GitLab restore hangs / is stuck on epoll_wait

Summary

When I try to restore a backup of GitLab, the restore process is stuck forever, no error, no warning, no way to know what's happening. Also, the process always hangs at the same place, with the same repository.
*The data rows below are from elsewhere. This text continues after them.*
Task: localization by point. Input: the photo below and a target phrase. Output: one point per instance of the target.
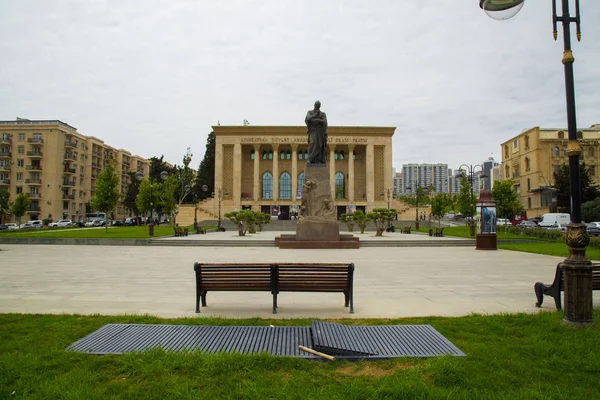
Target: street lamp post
(577, 268)
(471, 171)
(139, 176)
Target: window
(285, 186)
(267, 185)
(300, 183)
(339, 186)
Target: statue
(316, 122)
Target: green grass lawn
(113, 232)
(508, 356)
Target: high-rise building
(425, 175)
(531, 158)
(57, 167)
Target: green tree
(361, 220)
(507, 199)
(19, 207)
(348, 220)
(4, 204)
(107, 191)
(206, 171)
(562, 186)
(591, 210)
(382, 218)
(130, 197)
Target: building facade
(262, 167)
(531, 158)
(57, 167)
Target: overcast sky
(153, 76)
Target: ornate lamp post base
(578, 304)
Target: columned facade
(261, 167)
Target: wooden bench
(275, 278)
(558, 286)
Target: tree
(382, 218)
(19, 207)
(361, 220)
(130, 197)
(591, 210)
(507, 199)
(347, 219)
(562, 186)
(107, 191)
(206, 171)
(4, 204)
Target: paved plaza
(390, 282)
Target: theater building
(262, 167)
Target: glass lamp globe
(501, 9)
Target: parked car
(527, 224)
(559, 226)
(593, 228)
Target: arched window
(285, 186)
(300, 182)
(339, 186)
(267, 185)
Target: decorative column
(350, 174)
(332, 169)
(370, 176)
(256, 187)
(294, 171)
(275, 172)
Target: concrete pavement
(389, 282)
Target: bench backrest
(215, 276)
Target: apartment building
(57, 167)
(531, 158)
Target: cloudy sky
(154, 76)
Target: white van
(553, 219)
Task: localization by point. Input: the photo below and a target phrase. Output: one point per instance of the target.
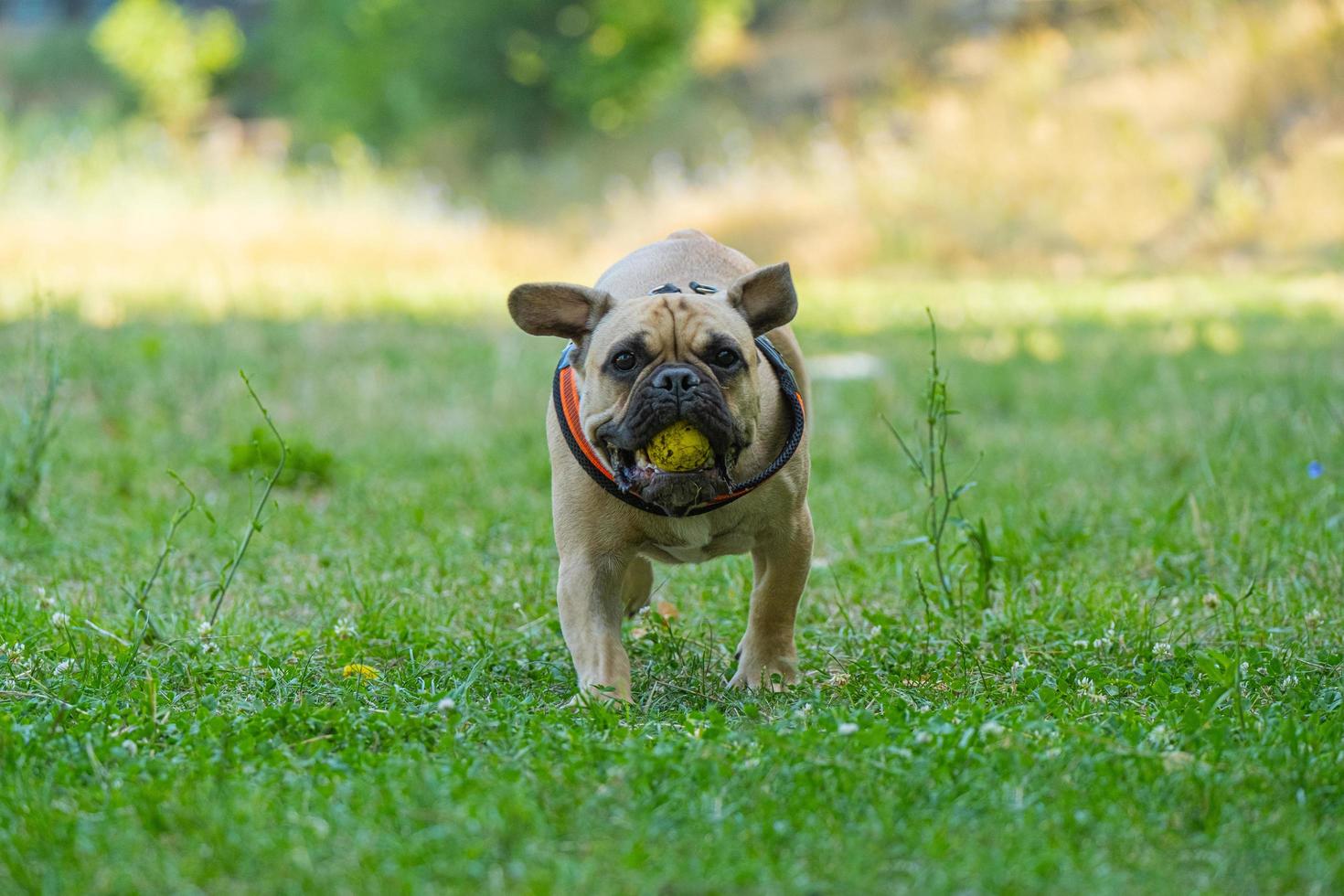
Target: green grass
(1120, 485)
Note that gitaly is separated from rails in this case.

Steps to reproduce

Here is what I'm doing. Backup a 100 GB instance, backup is 85 GB. Restore the backup on another instance. The process will run, until a certain point where it hangs. The restore process is executed with the --trace option, but logs are the same, there's nothing more than the repo, and [DONE] when it's done.

Example Project

N/A

What is the current bug behavior?

The restore process hangs.

What is the expected correct behavior?

Restore should work, or at least tell what's happening, and if something is not going well.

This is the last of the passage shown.